When professional or college sports teams remove a Native American mascot, bias against Native Americans spikes, a new study shows.
Research has shown that Native American mascots provoke racist stereotypes and harm the self-esteem of Native youth. But what happens when a mascot is removed, as several college and professional teams have done?
“I remember seeing lots of racist reactions to the Cleveland Indians’ decision to discontinue their mascot ‘Chief Wahoo,’” says Tyler Jimenez, an assistant professor of psychology at the University of Washington and lead author of two studies in the journal Group Processes and Intergroup Relations. “This research tries to understand why some people react in this way.”

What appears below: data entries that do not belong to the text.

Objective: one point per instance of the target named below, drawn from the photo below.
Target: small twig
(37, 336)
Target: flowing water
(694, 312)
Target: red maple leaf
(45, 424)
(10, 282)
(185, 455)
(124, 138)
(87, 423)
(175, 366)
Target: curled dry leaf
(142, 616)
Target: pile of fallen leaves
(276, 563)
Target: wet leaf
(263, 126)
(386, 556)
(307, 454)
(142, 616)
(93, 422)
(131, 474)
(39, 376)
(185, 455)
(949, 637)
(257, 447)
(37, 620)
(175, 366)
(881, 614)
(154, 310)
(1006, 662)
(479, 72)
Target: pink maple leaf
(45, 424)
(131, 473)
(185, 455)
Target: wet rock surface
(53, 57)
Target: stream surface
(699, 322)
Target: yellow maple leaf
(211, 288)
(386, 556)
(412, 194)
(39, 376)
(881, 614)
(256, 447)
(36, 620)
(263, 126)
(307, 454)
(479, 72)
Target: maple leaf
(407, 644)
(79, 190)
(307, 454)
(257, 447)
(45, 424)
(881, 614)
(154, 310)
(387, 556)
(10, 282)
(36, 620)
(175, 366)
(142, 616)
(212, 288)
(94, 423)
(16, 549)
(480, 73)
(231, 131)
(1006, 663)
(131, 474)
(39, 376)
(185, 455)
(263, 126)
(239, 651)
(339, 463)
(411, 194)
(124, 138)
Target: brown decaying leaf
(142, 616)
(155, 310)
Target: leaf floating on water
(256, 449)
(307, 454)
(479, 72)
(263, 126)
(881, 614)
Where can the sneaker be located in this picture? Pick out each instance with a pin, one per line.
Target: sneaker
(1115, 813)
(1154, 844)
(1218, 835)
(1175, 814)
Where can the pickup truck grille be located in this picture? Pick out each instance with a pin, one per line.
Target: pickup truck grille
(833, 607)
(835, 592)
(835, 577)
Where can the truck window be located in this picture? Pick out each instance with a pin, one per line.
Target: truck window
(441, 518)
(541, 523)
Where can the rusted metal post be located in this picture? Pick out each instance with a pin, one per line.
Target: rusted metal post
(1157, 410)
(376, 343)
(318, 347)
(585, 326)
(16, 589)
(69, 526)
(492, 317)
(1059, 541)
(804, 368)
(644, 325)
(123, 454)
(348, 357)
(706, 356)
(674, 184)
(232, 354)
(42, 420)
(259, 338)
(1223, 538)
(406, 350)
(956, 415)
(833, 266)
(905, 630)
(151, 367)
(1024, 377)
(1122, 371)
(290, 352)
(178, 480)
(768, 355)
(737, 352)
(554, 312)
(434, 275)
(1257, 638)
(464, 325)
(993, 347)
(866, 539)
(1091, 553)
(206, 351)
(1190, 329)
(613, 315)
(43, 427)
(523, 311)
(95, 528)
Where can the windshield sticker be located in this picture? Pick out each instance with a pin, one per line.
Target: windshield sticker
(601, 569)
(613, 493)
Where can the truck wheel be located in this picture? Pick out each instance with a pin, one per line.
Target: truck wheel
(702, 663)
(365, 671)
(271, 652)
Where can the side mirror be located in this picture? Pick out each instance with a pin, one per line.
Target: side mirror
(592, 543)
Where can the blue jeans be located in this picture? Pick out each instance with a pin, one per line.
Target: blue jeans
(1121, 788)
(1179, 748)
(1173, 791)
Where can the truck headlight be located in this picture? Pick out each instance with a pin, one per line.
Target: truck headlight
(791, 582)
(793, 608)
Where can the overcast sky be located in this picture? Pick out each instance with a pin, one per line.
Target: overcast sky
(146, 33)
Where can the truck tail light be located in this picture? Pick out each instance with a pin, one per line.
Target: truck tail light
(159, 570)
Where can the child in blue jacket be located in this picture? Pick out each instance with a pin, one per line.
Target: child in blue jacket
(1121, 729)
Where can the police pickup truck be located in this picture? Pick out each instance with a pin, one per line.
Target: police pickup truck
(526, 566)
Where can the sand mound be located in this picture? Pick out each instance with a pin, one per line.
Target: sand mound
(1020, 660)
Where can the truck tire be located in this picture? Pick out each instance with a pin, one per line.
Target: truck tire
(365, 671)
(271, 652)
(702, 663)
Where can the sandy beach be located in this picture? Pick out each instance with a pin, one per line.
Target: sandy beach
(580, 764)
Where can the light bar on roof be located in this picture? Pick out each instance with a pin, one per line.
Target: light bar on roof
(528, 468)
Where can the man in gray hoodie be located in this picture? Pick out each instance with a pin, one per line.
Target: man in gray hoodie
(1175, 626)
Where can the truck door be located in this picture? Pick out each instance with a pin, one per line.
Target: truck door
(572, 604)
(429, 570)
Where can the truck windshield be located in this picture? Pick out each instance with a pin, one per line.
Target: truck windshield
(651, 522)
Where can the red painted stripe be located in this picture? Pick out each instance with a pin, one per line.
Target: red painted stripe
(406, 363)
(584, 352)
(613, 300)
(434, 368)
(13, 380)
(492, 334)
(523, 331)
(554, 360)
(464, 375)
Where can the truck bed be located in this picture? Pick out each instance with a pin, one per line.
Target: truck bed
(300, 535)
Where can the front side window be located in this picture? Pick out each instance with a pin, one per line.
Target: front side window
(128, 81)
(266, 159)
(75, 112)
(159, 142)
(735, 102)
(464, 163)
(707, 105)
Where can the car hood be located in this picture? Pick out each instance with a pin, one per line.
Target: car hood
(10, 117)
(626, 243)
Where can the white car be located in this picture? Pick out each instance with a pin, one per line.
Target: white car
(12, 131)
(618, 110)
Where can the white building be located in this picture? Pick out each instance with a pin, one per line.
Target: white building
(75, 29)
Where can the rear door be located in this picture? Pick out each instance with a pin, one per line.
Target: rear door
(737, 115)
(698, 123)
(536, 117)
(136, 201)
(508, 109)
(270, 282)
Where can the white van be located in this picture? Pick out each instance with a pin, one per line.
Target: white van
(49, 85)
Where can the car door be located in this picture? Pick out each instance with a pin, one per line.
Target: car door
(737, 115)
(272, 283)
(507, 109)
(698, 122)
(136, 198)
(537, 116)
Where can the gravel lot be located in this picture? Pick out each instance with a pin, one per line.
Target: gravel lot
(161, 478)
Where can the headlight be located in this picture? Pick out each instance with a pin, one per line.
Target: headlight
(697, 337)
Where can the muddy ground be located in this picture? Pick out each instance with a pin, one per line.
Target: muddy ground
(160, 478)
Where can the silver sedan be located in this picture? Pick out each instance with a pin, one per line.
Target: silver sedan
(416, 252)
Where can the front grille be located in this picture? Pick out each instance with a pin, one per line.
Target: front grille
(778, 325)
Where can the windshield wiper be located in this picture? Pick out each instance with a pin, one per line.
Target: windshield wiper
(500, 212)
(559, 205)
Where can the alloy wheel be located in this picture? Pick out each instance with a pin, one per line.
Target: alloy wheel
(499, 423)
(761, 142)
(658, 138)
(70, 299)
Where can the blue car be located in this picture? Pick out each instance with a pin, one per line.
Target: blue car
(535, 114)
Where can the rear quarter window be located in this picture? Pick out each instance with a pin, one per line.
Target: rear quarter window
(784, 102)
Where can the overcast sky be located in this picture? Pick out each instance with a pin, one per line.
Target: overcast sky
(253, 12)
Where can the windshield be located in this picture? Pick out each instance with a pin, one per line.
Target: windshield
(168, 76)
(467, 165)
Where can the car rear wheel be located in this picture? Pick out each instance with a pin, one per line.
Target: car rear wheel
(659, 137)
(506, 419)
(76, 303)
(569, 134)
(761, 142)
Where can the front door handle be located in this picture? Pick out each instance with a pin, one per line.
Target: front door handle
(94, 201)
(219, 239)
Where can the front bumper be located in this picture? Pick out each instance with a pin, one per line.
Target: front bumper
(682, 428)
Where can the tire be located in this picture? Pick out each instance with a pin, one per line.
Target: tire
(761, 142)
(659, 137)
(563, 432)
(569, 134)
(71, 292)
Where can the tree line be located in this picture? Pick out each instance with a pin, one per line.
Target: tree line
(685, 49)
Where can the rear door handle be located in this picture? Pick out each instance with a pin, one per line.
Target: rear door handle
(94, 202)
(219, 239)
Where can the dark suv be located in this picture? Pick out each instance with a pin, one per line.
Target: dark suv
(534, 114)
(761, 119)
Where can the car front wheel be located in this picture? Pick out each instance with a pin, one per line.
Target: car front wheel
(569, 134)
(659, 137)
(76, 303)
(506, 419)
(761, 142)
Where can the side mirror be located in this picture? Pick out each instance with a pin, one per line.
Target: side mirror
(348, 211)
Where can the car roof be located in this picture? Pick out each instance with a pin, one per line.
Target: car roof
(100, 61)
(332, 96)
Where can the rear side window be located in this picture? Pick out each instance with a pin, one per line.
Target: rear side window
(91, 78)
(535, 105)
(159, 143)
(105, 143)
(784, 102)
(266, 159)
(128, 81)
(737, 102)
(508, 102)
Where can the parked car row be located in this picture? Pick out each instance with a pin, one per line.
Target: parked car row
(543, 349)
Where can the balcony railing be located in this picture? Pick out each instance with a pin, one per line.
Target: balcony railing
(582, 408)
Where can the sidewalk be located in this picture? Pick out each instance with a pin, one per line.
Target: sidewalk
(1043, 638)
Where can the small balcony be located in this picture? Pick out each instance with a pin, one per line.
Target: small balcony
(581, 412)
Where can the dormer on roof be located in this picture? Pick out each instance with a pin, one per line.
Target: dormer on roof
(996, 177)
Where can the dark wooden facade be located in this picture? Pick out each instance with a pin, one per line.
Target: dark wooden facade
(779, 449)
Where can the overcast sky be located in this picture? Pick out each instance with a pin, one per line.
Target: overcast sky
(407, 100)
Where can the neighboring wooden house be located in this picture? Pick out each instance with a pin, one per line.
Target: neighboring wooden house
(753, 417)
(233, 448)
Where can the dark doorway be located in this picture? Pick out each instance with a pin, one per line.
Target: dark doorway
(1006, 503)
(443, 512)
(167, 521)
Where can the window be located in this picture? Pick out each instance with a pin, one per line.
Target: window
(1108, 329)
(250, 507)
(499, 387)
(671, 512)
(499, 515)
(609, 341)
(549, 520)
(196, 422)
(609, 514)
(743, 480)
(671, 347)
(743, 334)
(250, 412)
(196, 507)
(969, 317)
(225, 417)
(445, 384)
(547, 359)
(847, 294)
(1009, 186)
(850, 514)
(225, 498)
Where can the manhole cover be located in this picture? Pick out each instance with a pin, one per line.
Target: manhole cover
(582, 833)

More than 2,000 mascots referencing Indigenous terms and images are estimated to exist in the US today, from high school to pro sports, including the Atlanta Braves, with their “tomahawk chop” chant that gained renewed attention during the 2021 World Series.
For the new studies, researchers surveyed people’s attitudes relative to the removal of two other well-known mascots: the Cleveland Indians’ Chief Wahoo, eliminated from uniforms and merchandising in 2018; and the University of Illinois’ Chief Illiniwek, discontinued in 2007. (The Cleveland Indians during the 2021 season announced a name change to the Guardians.)
The studies also explored the role of two related beliefs, namely racial colorblindness—the idea that race has no bearing on decisions or events—and worldview threat, an individual’s perception that the way society functions is under attack.
The research took the form of two separate online studies. The first, conducted in 2018, recruited a little more than half of its nearly 400 participants from Ohio and Maryland—where, at the time, two mascot-related developments had occurred.
The Washington Redskins had just announced they would continue to use their name and mascot, while the Cleveland Indians had just removed theirs. (The Redskins dropped their name and logo in 2020 and are known as the Washington Football Team.)
The study posed a fictional legal dilemma for participants to read about—vandalism, committed by a Native American, at either the Cleveland ballpark or Maryland stadium; or, as a neutral scenario, vandalism at the Kansas City Royals ballpark related to ticket price hikes. Each participant was randomly assigned one of the readings and asked to recommend bail for the arrested perpetrator.
Results showed that Ohio residents set the highest bail in the Cleveland case—substantially higher than the other scenarios, and when compared to participants from other locations. Maryland residents set only a slightly higher bail for the case in their home state than they did for the Cleveland or Kansas City scenarios.
The findings suggest that prejudice against Native Americans might increase in areas where a mascot has been removed, Jimenez says.
The second study relied on the use of hundreds of thousands of responses from Project Implicit, an online platform for collecting data about bias and educating about prejudice and stereotypes, co-created by Tony Greenwald, an emeritus professor of psychology at the University of Washington. Among the many topics Project Implicit covers are ideas about and bias against Native Americans.
Jimenez’s study used datasets from Project Implicit participants nationwide between 2004 and 2019, and two smaller subsets: one from the year before and after the removal of Chief Wahoo in Cleveland, and another from the year before and after the removal of Chief Illiniwek at the University of Illinois.
Based on responses to Project Implicit questions, prejudice against Native Americans increased in the year after a mascot was removed—specifically among Ohio residents after the discontinuation of Chief Wahoo; and, after the removal of Chief Illiniwek, among residents not only of Illinois, but also among those of all other states.
That may have been due, Jimenez and his coauthors write, to the fact that the NCAA, not the team, made the decision to discontinue the mascot, which affected teams across the country because it banned any team with a Native American mascot from appearing on TV.
Over time, evidence of anti-Native American prejudice in Illinois declined, suggesting that a spike in such attitudes following the removal of a mascot might not last, the authors write.
The increase in racism, however temporary, should not be seen as a reason to retain Native American mascots, Jimenez says. Instead, these findings could inform how to approach removing mascots so as to mitigate racist attitudes and actions.
“Native people have been pushing sports teams to stop using Native ‘themed’ mascots for decades. Adding to this push, our findings suggest that more needs to be done,” Jimenez says.
“In addition to removing these harmful mascots, we should prepare for backlash by developing prejudice reduction interventions and directing resources to Native people, tribes, and other organizations.”
Additional coauthors are from the University of Missouri.